Kunst, cultuur en onderwijs zijn weggelegd voor inkomensgroepen vanaf de middenklasse. Dat zou niet zo moeten zijn. Hoewel de spreiding van kennis en macht sinds de democratisering in de jaren ’70 iets in gang heeft gezet. Maar er bestaat nog steeds een kloof tussen degenen die wel en niets kunnen met kunst. Het heeft naast inkomen te maken met onderwijs en de omgeving waarin men opgroeit. En met de dood. Hoger opgeleiden leven langer. Verklaart dat de verborgen fascinatie voor het museum van deze overlevers?

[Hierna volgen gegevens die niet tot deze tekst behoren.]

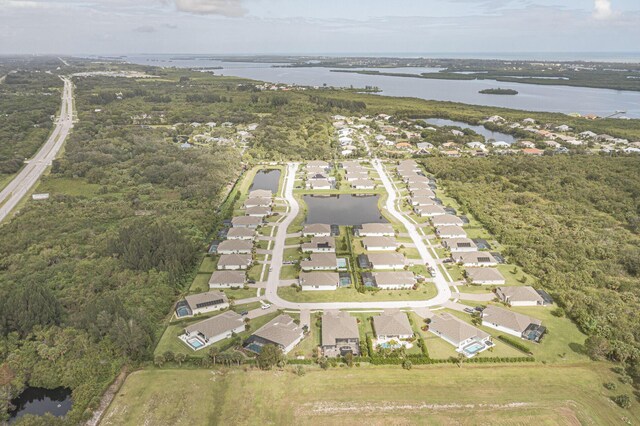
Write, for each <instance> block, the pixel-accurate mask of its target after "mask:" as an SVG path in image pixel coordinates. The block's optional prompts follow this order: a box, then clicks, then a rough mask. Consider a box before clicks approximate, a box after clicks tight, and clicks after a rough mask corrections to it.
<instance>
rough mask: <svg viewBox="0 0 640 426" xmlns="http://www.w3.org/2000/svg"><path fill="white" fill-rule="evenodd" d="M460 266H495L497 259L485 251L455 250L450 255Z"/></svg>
mask: <svg viewBox="0 0 640 426" xmlns="http://www.w3.org/2000/svg"><path fill="white" fill-rule="evenodd" d="M451 257H452V258H453V260H455V261H456V263H460V264H462V266H496V265H497V264H498V261H497V260H496V258H495V257H493V256H492V255H491V253H489V252H486V251H472V252H457V253H453V254H452V255H451Z"/></svg>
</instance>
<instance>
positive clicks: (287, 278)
mask: <svg viewBox="0 0 640 426" xmlns="http://www.w3.org/2000/svg"><path fill="white" fill-rule="evenodd" d="M298 274H299V272H298V267H297V265H283V266H282V268H281V269H280V279H281V280H293V279H295V278H298Z"/></svg>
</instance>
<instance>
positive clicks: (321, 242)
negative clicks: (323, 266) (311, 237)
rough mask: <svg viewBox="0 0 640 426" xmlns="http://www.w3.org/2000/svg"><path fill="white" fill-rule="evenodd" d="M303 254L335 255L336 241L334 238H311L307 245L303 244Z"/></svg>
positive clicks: (332, 237)
mask: <svg viewBox="0 0 640 426" xmlns="http://www.w3.org/2000/svg"><path fill="white" fill-rule="evenodd" d="M301 248H302V251H303V252H304V253H335V252H336V239H335V238H334V237H312V238H311V241H310V242H308V243H303V244H302V246H301Z"/></svg>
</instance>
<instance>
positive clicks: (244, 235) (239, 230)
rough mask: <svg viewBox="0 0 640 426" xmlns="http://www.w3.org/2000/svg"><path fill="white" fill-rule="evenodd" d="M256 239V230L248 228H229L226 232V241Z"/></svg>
mask: <svg viewBox="0 0 640 426" xmlns="http://www.w3.org/2000/svg"><path fill="white" fill-rule="evenodd" d="M255 238H256V230H255V229H250V228H230V229H229V231H227V239H228V240H251V241H253V240H254V239H255Z"/></svg>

Een en ander roept de vraag op wat de functie van kunst is. Als het bedoeld is als luxeartikel voor de middenklasse en hoger, dan heeft de kunst zijn ware gezicht verloren. Maar als kunst kan helpen om automatismen te doorgronden en te ontregelen, om vragen te zetten bij ingesleten vanzelfsprekendheden, kortom, om ons anders naar de wereld te helpen kijken, dan vervult kunst een zinvolle maatschappelijke rol.

In het achterhoofd van velen sluimert de kritiek op musea als ivoren torens of doodse tempels van de macht, zonder dat die kritiek aan kracht wint en over een drempel komt. Ook deze kritiek is weer afhankelijk van modes en machtsverhoudingen. Of de kunsthistorische of museologische visie op wat een museum moet zijn.

Een museum is meer dan tentoonstellen. Conservering van de collectie is een hoofdtaak en de ontsluiting ervan via bestandcatalogi is geen opvallend aspect, maar vraagt veel menskracht en energie. Conserveren is balsemen van lijken. Conserveren is door openbaarmaking het verbergen in de anonimiteit. Conserveren is de gestolde status quo. Conserveren staat haaks op het overbruggen van de kloof tussen arm en rijk.

Architect Henrik Jan Haarink beschrijft nieuwe functies: In ieder nieuw museum worden onmiddellijk een cafetaria, een congreszaal, een restaurant of een ander extra programma geïntegreerd. Om musea voor een breed publiek interessant te maken en een manier te vinden voor musea om het hoofd boven water te houden is het gewenst steeds meer verschillende functies bij de hoofdfunctie museum onder te brengen.

Haarinks woorden geven aan op welk snijvlak van belangen, doelgroepen, visies en functies musea tot stand komen. Het museum is zowel kruising als vermenging in een gefragmenteerde wereld. Ontworsteld en ontstolen aan de dood. Da’s de paradox. De redding van musea is om niet langer museum te zijn.